AK Parti olarak 31 Mart seçimlerinin belediyecilikte 25 yıllık bir tecrübenin zirve noktası olacağını kaydeden Erdoğan, “Milletimiz 25 yıldır şehirlerini ve hayatlarını bu kadroların belediyecilik anlayışına teslim ediyorsa bunun bir sebebi var. Bir memnuniyet var, bundan dolayı AK Parti ile bu yolda yürüdüler. Kimsenin AK Parti’ye oy vermek gibi bir mecburiyeti, bir borcu yoktur. Milletimizin her bir ferdini AK Parti’ye oy vermeye davamızla, ahlakımızla, duruşumuzla, hizmetlerimizle, projelerimizle, vizyonumuzla biz halkımızı ikna edeceğiz. Kendini milletin üzerinde gören, oy sandığından çıkacak sonucu çantada keklik zanneden teşkilat yöneticisi, milletvekili, belediye başkanı ya da adayı kadar AK Parti’ye zarar veren kimse olamaz. Siyaset milleti kendinden nefret ettirme değil, kendini millete sevdirme, benimsetme, kabul ettirme sanatıdır. AK Parti milletimize hakim olmak üzere değil, hadim olmak üzere yola çıkmış kadroların partisidir. Siyasette hiçbir görev kimseye zorla verilmez, göreve talip olanlar arasından seçim yapılır. Şayet AK Parti’nin millete hizmetkarlık esasına dayanan siyaset anlayışını kendi yapısına, tarzına, konumuna uygun bulmayan varsa zaten yanlış yapar” ifadelerini kullandı.
“Unutmayınız hala her şey insan ile başlıyor ve insanda bitiyor”

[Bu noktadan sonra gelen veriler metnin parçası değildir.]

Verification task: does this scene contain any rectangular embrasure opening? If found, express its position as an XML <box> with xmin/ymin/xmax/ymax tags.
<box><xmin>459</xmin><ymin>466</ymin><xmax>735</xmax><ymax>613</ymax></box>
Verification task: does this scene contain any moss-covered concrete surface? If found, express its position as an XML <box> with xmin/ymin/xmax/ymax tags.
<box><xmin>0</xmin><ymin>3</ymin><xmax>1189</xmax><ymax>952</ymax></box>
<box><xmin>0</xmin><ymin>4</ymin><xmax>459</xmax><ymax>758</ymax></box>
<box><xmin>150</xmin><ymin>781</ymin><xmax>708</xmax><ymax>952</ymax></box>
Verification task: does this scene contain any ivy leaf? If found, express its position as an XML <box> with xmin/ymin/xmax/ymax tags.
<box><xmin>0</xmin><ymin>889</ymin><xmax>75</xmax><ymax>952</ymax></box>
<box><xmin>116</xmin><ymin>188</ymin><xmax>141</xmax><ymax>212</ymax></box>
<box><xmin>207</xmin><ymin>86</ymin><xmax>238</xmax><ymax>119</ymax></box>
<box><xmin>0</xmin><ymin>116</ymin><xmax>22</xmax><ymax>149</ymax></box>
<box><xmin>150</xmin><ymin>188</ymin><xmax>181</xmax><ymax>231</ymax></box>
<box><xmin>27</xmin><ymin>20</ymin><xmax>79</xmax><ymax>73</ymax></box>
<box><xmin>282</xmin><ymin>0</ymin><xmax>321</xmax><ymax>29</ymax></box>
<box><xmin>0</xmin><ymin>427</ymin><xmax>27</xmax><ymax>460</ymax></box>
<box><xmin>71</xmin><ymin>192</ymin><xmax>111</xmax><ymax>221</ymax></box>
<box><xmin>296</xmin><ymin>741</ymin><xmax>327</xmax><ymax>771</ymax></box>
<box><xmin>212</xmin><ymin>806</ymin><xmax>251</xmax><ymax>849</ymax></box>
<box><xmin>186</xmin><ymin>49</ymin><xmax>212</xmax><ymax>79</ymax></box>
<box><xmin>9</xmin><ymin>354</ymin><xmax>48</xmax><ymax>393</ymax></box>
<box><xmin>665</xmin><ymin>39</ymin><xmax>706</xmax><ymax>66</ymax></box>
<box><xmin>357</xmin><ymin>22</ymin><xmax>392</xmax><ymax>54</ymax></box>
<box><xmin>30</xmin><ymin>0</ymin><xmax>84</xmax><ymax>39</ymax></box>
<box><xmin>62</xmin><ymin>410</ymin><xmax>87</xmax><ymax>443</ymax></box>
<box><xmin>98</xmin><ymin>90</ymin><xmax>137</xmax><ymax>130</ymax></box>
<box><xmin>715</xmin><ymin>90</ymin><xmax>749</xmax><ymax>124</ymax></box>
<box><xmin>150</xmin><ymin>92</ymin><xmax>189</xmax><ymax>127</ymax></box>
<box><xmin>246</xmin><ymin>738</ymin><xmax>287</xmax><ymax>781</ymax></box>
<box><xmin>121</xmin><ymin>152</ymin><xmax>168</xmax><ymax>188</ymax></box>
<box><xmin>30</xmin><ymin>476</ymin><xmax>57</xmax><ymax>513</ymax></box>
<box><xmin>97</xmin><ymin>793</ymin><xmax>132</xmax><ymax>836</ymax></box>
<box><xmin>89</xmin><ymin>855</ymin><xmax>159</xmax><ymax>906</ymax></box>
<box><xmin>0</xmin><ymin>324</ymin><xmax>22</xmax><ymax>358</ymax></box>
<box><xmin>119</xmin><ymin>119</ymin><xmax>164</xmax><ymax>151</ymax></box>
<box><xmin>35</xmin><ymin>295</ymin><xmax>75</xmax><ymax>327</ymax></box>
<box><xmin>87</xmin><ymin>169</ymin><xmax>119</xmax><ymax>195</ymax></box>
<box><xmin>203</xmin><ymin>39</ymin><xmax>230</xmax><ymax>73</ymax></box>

Günümüzde gelişen teknolojinin etkisi ile siyasetin teknik araçlarının farklılaşmış olabileceğini belirten Erdoğan, “Artık bayrak asmak için direklere çıkmak gerekmiyor da olabilir. Daha çok insana ulaşmak için sosyal medya gibi alternatif mecralar gelişmiş olabilir. Ama unutmayınız hala her şey insan ile başlıyor ve insanda bitiyor. İnsanları değerli olduklarını hissettirmenin yolu hangi kanalı kullanırsanız kullanın onlarla doğrudan iletişime geçmenizdir. Bunun için her fırsatta çalmadık kapı, sıkmadık el, almadık gönül bırakmayacağız. Bunlar sanal ortamda veya sanal unsurlarla olacak şeyler değil. İnsanın eliyle, gözü, kulağı, dili hiçbir zaman sanal ortamda gerçekleşmez. İnsanoğlunun o gülücüğü, gözlerindeki bakış, ifade tarzındaki kullandığı kelam bütün gönülleri çeker. Onu sanal ortamda yapamazsınız. Onun için çok geniş kapsamlı çalışmayı yürütmemiz lazım. 10 milyonu aşkın üyelerimizi nasıl çalıştıracağız, bunun üzerinde durmamız lazım. Hiçbir siyasi partide böyle bir üye yok ama çalışmamız lazım” dedi.